Mappy is a high-performance, space-efficient key-value store built on maplet technology. It provides approximate membership testing with configurable false positive rates, making it ideal for caching, session management, and other applications where space efficiency is critical.
A maplet is a space-efficient data structure that provides approximate key-value mappings. It uses quotient filters and perfect hashing to achieve:
- Space efficiency: Uses significantly less memory than traditional hash tables
- Configurable accuracy: Adjustable false positive rates
- Fast operations: O(1) average case for insert, query, and delete operations
- Merge operations: Built-in support for value merging (counters, sets, etc.)

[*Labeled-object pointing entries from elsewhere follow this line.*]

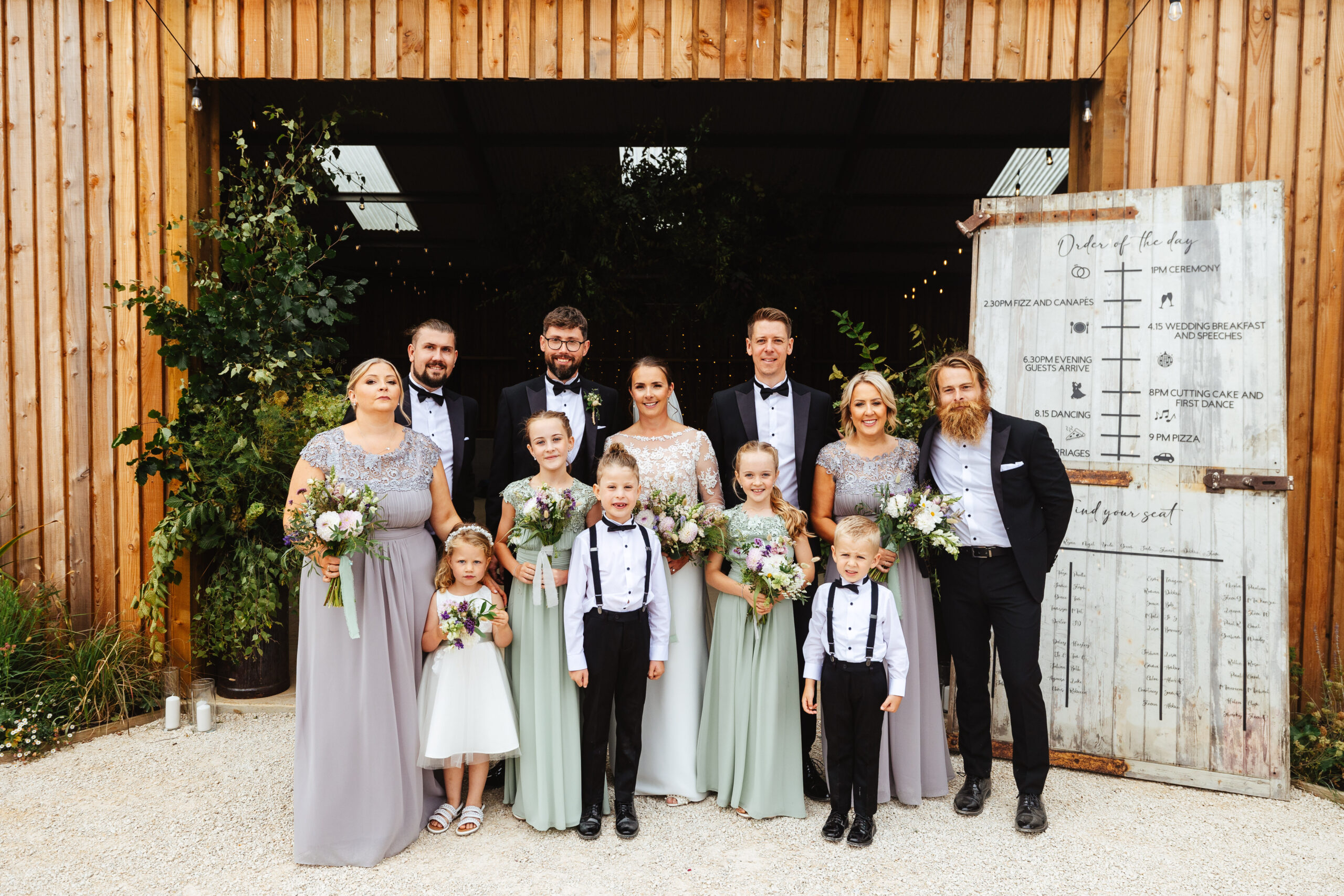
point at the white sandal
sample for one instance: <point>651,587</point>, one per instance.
<point>444,816</point>
<point>471,816</point>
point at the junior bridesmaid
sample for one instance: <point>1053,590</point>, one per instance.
<point>748,750</point>
<point>543,782</point>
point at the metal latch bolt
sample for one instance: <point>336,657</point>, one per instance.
<point>1218,481</point>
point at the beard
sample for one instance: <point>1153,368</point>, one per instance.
<point>964,422</point>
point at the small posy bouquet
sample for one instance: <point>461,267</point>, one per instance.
<point>338,520</point>
<point>545,515</point>
<point>685,527</point>
<point>768,570</point>
<point>922,519</point>
<point>461,621</point>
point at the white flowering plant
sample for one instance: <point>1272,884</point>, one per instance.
<point>768,570</point>
<point>339,520</point>
<point>686,529</point>
<point>922,519</point>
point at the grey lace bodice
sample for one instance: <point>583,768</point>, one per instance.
<point>409,468</point>
<point>858,477</point>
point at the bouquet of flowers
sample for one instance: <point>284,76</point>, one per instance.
<point>545,515</point>
<point>685,527</point>
<point>460,623</point>
<point>337,520</point>
<point>921,519</point>
<point>768,570</point>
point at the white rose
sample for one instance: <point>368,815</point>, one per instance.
<point>327,524</point>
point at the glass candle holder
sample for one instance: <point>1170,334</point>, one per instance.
<point>172,700</point>
<point>203,704</point>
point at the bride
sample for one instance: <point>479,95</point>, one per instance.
<point>674,458</point>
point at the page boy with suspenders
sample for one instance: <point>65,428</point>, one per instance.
<point>858,653</point>
<point>616,630</point>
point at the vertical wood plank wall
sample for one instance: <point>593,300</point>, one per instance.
<point>100,148</point>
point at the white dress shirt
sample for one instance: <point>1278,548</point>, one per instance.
<point>623,558</point>
<point>570,405</point>
<point>850,626</point>
<point>430,418</point>
<point>963,469</point>
<point>774,425</point>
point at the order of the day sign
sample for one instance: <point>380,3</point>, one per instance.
<point>1146,330</point>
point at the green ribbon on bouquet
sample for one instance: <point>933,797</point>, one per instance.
<point>347,596</point>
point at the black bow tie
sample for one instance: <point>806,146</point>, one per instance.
<point>425,394</point>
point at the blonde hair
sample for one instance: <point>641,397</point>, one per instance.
<point>795,520</point>
<point>859,529</point>
<point>618,457</point>
<point>355,375</point>
<point>474,535</point>
<point>889,398</point>
<point>963,361</point>
<point>548,416</point>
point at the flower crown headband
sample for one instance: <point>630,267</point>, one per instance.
<point>468,527</point>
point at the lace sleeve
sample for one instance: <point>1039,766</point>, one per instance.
<point>707,473</point>
<point>831,458</point>
<point>319,452</point>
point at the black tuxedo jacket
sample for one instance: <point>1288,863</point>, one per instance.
<point>463,417</point>
<point>512,461</point>
<point>1035,500</point>
<point>731,424</point>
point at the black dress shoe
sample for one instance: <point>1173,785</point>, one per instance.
<point>834,829</point>
<point>627,825</point>
<point>1031,815</point>
<point>971,798</point>
<point>814,785</point>
<point>591,824</point>
<point>862,832</point>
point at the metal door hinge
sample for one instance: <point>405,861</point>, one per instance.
<point>1218,481</point>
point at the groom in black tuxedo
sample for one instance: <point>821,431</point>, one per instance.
<point>435,410</point>
<point>589,406</point>
<point>797,421</point>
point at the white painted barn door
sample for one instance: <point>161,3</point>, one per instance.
<point>1146,331</point>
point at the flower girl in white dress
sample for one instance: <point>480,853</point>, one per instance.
<point>467,711</point>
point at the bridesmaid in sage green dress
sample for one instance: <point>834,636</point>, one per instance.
<point>542,784</point>
<point>748,749</point>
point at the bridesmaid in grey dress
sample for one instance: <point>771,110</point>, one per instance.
<point>915,762</point>
<point>359,796</point>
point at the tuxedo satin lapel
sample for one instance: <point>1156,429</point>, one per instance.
<point>747,407</point>
<point>456,422</point>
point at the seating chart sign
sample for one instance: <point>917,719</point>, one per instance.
<point>1146,331</point>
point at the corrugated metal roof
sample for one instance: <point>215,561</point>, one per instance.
<point>359,168</point>
<point>1030,170</point>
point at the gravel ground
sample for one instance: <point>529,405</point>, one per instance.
<point>160,812</point>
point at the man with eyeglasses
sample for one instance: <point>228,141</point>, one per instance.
<point>589,407</point>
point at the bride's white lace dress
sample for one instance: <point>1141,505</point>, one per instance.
<point>680,462</point>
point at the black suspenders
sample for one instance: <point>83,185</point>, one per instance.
<point>873,624</point>
<point>648,567</point>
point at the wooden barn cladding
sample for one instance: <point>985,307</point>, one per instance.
<point>100,148</point>
<point>648,39</point>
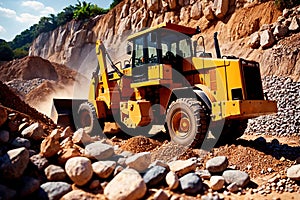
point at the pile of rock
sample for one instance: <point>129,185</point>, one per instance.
<point>269,34</point>
<point>25,86</point>
<point>46,166</point>
<point>287,120</point>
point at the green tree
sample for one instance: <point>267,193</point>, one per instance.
<point>6,53</point>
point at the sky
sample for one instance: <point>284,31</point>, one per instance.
<point>18,15</point>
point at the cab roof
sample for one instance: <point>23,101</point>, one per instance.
<point>174,27</point>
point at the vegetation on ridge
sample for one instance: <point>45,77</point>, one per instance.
<point>19,47</point>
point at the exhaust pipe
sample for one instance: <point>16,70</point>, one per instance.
<point>217,47</point>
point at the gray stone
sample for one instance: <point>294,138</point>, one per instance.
<point>55,190</point>
<point>49,147</point>
<point>221,8</point>
<point>139,161</point>
<point>254,41</point>
<point>81,137</point>
<point>205,174</point>
<point>191,183</point>
<point>295,24</point>
<point>4,136</point>
<point>172,180</point>
<point>29,186</point>
<point>99,151</point>
<point>280,31</point>
<point>55,173</point>
<point>266,39</point>
<point>237,176</point>
<point>104,168</point>
<point>294,172</point>
<point>217,164</point>
<point>21,142</point>
<point>39,161</point>
<point>79,169</point>
<point>217,182</point>
<point>7,193</point>
<point>14,163</point>
<point>160,195</point>
<point>155,175</point>
<point>233,187</point>
<point>182,167</point>
<point>128,184</point>
<point>34,131</point>
<point>82,195</point>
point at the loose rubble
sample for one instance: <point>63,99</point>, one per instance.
<point>286,122</point>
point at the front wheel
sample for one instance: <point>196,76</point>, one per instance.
<point>187,121</point>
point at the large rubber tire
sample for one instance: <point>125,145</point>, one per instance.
<point>187,121</point>
<point>87,119</point>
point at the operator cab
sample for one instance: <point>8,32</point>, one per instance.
<point>166,44</point>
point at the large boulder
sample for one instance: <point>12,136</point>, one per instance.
<point>217,164</point>
<point>34,131</point>
<point>39,161</point>
<point>99,151</point>
<point>21,142</point>
<point>172,4</point>
<point>29,186</point>
<point>49,147</point>
<point>79,169</point>
<point>80,194</point>
<point>55,173</point>
<point>295,24</point>
<point>127,185</point>
<point>54,190</point>
<point>237,176</point>
<point>221,8</point>
<point>139,161</point>
<point>14,163</point>
<point>153,5</point>
<point>294,172</point>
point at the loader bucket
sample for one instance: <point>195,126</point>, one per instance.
<point>64,111</point>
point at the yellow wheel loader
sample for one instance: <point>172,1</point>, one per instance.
<point>167,81</point>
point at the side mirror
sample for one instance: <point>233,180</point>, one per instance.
<point>129,49</point>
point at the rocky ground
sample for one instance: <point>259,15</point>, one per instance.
<point>41,161</point>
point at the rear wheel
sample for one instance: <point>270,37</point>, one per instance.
<point>187,121</point>
<point>87,119</point>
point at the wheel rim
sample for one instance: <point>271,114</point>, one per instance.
<point>180,124</point>
<point>85,119</point>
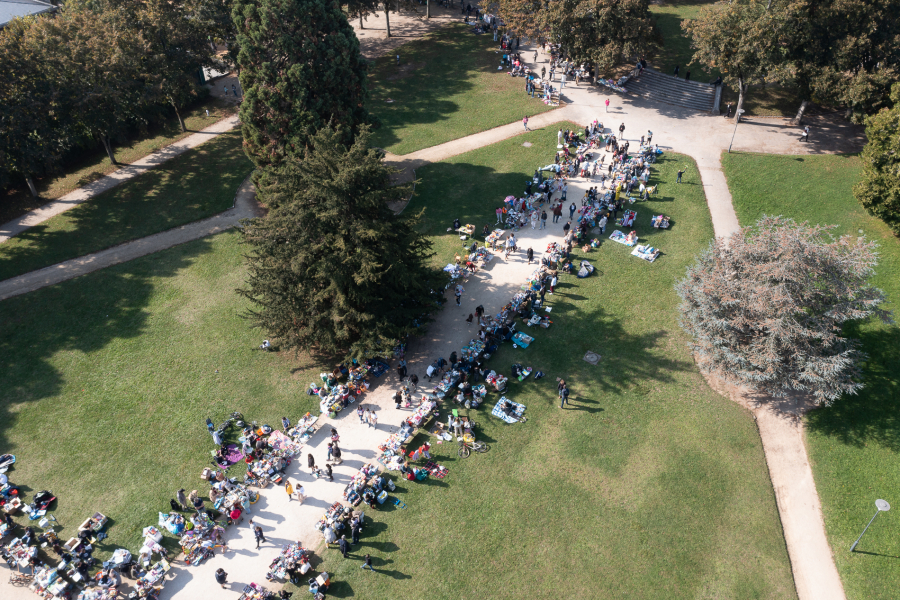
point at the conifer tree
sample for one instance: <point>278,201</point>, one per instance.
<point>332,269</point>
<point>300,69</point>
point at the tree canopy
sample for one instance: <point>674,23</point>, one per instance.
<point>879,189</point>
<point>766,309</point>
<point>332,269</point>
<point>602,32</point>
<point>300,70</point>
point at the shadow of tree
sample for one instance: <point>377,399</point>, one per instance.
<point>197,184</point>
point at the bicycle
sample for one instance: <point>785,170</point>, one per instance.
<point>465,448</point>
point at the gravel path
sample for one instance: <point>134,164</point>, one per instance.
<point>701,136</point>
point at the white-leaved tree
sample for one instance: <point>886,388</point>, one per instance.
<point>767,308</point>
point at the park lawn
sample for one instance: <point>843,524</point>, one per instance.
<point>194,185</point>
<point>769,100</point>
<point>650,486</point>
<point>446,87</point>
<point>108,380</point>
<point>93,164</point>
<point>854,444</point>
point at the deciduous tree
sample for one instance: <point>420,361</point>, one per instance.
<point>879,189</point>
<point>767,308</point>
<point>332,268</point>
<point>300,70</point>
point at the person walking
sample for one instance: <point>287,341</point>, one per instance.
<point>259,535</point>
<point>221,576</point>
<point>563,393</point>
<point>288,488</point>
<point>367,563</point>
<point>354,530</point>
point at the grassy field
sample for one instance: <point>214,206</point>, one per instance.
<point>446,87</point>
<point>108,380</point>
<point>649,486</point>
<point>197,184</point>
<point>90,165</point>
<point>854,444</point>
<point>770,100</point>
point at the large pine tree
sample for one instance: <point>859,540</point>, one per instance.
<point>332,269</point>
<point>300,69</point>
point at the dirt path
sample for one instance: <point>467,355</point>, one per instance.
<point>701,136</point>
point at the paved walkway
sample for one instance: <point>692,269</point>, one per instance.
<point>76,197</point>
<point>701,136</point>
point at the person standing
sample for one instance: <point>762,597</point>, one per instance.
<point>288,488</point>
<point>354,530</point>
<point>367,563</point>
<point>221,576</point>
<point>259,535</point>
<point>563,393</point>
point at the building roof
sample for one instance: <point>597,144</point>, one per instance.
<point>10,9</point>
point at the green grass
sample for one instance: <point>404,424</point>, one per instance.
<point>446,87</point>
<point>770,100</point>
<point>854,444</point>
<point>651,486</point>
<point>108,379</point>
<point>89,165</point>
<point>197,184</point>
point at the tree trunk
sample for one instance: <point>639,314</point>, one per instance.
<point>742,90</point>
<point>31,187</point>
<point>178,114</point>
<point>108,146</point>
<point>799,118</point>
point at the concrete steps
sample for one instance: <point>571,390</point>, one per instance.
<point>656,86</point>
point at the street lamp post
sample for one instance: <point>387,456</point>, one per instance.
<point>737,119</point>
<point>882,506</point>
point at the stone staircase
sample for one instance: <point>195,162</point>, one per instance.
<point>658,87</point>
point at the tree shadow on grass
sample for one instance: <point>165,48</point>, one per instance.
<point>195,185</point>
<point>82,316</point>
<point>872,416</point>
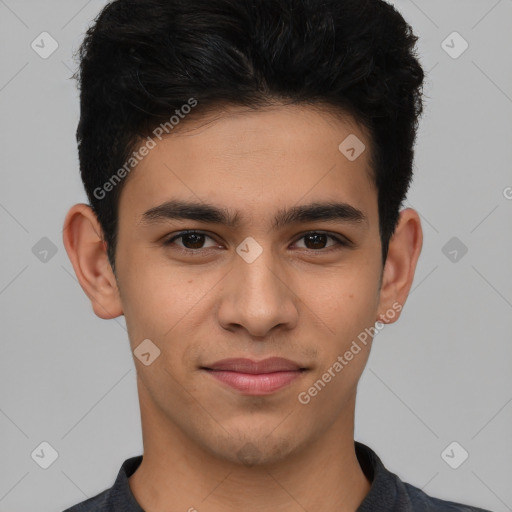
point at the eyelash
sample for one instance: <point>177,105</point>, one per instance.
<point>340,241</point>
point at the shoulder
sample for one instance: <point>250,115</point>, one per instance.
<point>117,498</point>
<point>97,503</point>
<point>422,502</point>
<point>388,493</point>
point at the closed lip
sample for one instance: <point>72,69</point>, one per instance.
<point>244,365</point>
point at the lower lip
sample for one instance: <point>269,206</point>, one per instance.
<point>255,384</point>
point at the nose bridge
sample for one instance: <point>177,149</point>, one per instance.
<point>257,297</point>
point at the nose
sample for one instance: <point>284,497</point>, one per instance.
<point>256,297</point>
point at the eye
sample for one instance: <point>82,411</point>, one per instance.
<point>191,240</point>
<point>316,240</point>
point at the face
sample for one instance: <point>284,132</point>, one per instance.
<point>268,285</point>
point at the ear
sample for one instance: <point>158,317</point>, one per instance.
<point>398,274</point>
<point>83,239</point>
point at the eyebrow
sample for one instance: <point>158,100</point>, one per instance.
<point>209,213</point>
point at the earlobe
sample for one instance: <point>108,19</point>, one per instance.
<point>83,239</point>
<point>398,274</point>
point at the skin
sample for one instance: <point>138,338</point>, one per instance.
<point>207,446</point>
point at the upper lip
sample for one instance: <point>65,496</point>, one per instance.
<point>242,365</point>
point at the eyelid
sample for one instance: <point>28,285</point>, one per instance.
<point>341,241</point>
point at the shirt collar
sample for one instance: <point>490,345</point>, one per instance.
<point>385,494</point>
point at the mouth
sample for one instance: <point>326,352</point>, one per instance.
<point>255,377</point>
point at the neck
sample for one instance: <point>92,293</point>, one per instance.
<point>178,474</point>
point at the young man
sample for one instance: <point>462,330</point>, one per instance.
<point>245,164</point>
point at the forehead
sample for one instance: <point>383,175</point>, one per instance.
<point>257,162</point>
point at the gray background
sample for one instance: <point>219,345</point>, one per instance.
<point>442,373</point>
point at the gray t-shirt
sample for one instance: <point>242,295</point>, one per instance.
<point>387,494</point>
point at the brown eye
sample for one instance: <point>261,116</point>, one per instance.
<point>317,241</point>
<point>191,240</point>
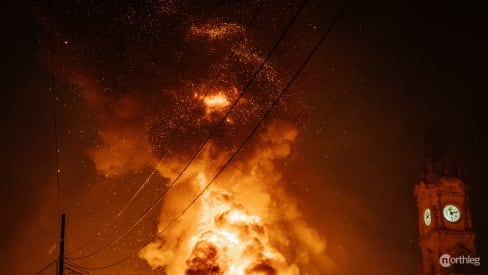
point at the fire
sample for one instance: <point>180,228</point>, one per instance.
<point>231,240</point>
<point>215,102</point>
<point>244,224</point>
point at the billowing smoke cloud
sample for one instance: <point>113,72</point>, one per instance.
<point>153,100</point>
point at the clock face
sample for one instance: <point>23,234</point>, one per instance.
<point>427,217</point>
<point>451,213</point>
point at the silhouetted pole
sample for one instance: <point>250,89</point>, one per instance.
<point>61,247</point>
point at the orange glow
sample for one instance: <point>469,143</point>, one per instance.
<point>214,103</point>
<point>243,224</point>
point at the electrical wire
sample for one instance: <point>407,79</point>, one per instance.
<point>248,137</point>
<point>47,266</point>
<point>203,145</point>
<point>124,208</point>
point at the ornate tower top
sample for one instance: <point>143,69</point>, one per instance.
<point>445,226</point>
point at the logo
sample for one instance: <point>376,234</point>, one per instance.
<point>446,260</point>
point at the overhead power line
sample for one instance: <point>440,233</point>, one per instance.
<point>203,145</point>
<point>248,137</point>
<point>144,184</point>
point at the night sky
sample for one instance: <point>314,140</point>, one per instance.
<point>386,74</point>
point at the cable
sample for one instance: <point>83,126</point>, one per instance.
<point>260,122</point>
<point>203,145</point>
<point>84,244</point>
<point>47,266</point>
<point>122,210</point>
<point>55,121</point>
<point>263,118</point>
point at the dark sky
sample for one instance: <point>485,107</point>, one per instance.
<point>387,72</point>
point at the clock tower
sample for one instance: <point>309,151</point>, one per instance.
<point>445,227</point>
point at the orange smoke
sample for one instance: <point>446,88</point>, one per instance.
<point>244,224</point>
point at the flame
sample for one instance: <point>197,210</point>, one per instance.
<point>244,224</point>
<point>216,101</point>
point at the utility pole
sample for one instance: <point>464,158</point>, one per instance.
<point>61,247</point>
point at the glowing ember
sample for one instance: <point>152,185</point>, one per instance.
<point>243,225</point>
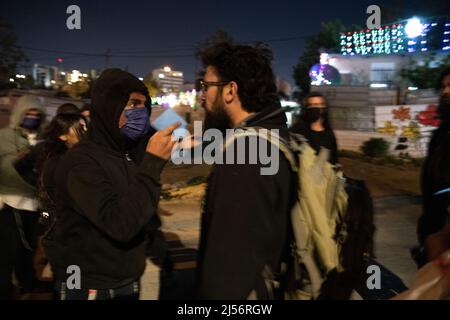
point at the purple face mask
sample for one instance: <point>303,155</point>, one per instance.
<point>137,125</point>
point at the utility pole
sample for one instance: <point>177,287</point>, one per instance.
<point>107,57</point>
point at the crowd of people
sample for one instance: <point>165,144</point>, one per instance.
<point>87,186</point>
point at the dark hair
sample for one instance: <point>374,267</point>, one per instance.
<point>68,108</point>
<point>443,74</point>
<point>53,146</point>
<point>250,67</point>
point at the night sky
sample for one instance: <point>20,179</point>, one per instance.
<point>166,32</point>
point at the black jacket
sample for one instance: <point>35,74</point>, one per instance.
<point>245,223</point>
<point>104,201</point>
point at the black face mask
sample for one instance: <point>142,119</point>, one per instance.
<point>31,123</point>
<point>313,114</point>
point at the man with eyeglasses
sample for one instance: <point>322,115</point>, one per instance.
<point>245,214</point>
<point>105,201</point>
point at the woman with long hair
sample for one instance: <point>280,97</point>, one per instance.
<point>63,133</point>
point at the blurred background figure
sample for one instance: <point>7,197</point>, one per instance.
<point>436,172</point>
<point>18,198</point>
<point>68,108</point>
<point>315,126</point>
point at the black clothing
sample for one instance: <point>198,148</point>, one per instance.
<point>103,200</point>
<point>245,223</point>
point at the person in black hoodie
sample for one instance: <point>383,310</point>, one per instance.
<point>245,221</point>
<point>436,170</point>
<point>104,202</point>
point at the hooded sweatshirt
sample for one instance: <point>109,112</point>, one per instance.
<point>103,200</point>
<point>14,191</point>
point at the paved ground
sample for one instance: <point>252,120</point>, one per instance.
<point>395,219</point>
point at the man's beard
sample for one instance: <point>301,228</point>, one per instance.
<point>217,118</point>
<point>444,108</point>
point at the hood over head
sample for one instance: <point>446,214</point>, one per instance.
<point>109,97</point>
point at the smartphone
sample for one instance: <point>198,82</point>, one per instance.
<point>168,118</point>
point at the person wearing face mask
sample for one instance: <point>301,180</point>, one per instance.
<point>104,200</point>
<point>18,200</point>
<point>314,125</point>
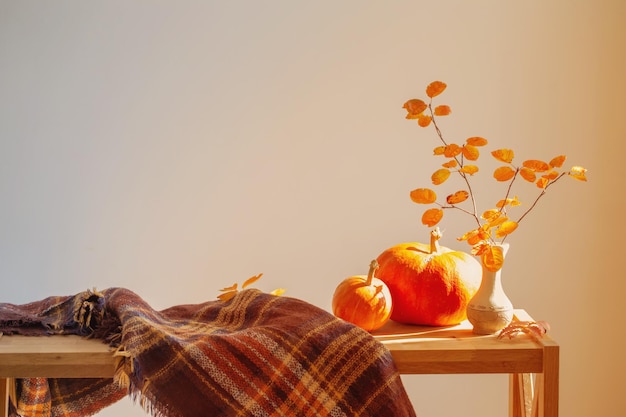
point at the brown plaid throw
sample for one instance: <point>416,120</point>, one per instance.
<point>255,355</point>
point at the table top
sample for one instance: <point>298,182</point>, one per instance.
<point>456,349</point>
<point>415,349</point>
<point>55,357</point>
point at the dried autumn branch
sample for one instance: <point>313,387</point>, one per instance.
<point>493,223</point>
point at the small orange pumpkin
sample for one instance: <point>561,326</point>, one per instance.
<point>363,301</point>
<point>430,284</point>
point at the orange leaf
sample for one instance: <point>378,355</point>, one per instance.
<point>470,152</point>
<point>509,201</point>
<point>491,215</point>
<point>578,173</point>
<point>552,175</point>
<point>542,182</point>
<point>504,173</point>
<point>476,141</point>
<point>478,249</point>
<point>227,295</point>
<point>251,280</point>
<point>414,108</point>
<point>557,161</point>
<point>469,169</point>
<point>432,216</point>
<point>440,176</point>
<point>442,110</point>
<point>435,88</point>
<point>452,150</point>
<point>503,155</point>
<point>497,222</point>
<point>231,288</point>
<point>457,197</point>
<point>506,228</point>
<point>528,174</point>
<point>423,196</point>
<point>493,258</point>
<point>423,120</point>
<point>536,165</point>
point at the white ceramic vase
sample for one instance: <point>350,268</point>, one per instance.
<point>490,310</point>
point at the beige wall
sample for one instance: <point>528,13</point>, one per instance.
<point>177,147</point>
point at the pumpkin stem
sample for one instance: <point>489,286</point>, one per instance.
<point>435,235</point>
<point>370,274</point>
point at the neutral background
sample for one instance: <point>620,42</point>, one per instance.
<point>175,148</point>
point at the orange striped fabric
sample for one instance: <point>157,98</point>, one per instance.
<point>254,355</point>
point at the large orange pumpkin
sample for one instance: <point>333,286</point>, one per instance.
<point>430,284</point>
<point>363,301</point>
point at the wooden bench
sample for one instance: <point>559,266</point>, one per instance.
<point>533,366</point>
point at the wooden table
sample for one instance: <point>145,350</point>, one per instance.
<point>416,350</point>
<point>532,365</point>
<point>52,357</point>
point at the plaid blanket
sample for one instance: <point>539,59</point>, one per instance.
<point>254,355</point>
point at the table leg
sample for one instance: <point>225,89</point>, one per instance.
<point>546,401</point>
<point>520,395</point>
<point>4,396</point>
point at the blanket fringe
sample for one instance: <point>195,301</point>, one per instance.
<point>123,367</point>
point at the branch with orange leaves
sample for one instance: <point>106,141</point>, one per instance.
<point>493,223</point>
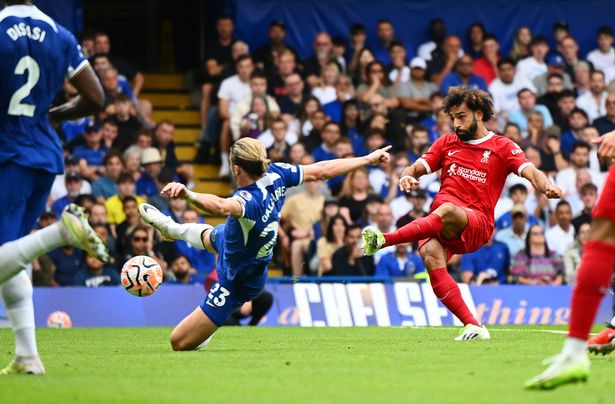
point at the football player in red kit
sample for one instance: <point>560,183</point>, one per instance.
<point>474,164</point>
<point>593,281</point>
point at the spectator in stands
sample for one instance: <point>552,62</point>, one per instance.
<point>589,194</point>
<point>463,76</point>
<point>202,261</point>
<point>114,205</point>
<point>400,263</point>
<point>518,195</point>
<point>323,55</point>
<point>414,94</point>
<point>102,45</point>
<point>505,87</point>
<point>527,105</point>
<point>184,273</point>
<point>325,87</point>
<point>277,36</point>
<point>386,37</point>
<point>105,187</point>
<point>521,44</point>
<point>572,256</point>
<point>300,212</point>
<point>514,236</point>
<point>96,274</point>
<point>377,83</point>
<point>163,140</point>
<point>330,243</point>
<point>594,101</point>
<point>290,104</point>
<point>536,264</point>
<point>534,65</point>
<point>349,260</point>
<point>486,266</point>
<point>399,72</point>
<point>603,57</point>
<point>486,65</point>
<point>561,236</point>
<point>577,121</point>
<point>606,123</point>
<point>330,134</point>
<point>73,186</point>
<point>443,59</point>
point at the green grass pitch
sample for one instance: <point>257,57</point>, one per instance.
<point>297,365</point>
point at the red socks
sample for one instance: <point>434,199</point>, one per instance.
<point>593,281</point>
<point>416,230</point>
<point>447,290</point>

Mappy supports multiple storage backends:
- Memory: In-memory only, fastest but not persistent
- Disk: Full persistence using Sled database
- AOF: Append-only file logging for durability
- Hybrid: Combines memory cache with AOF logging
The Engine is the main interface for interacting with Mappy.
use mappy_core::{Engine, EngineConfig, PersistenceMode};
// Default configuration (memory storage)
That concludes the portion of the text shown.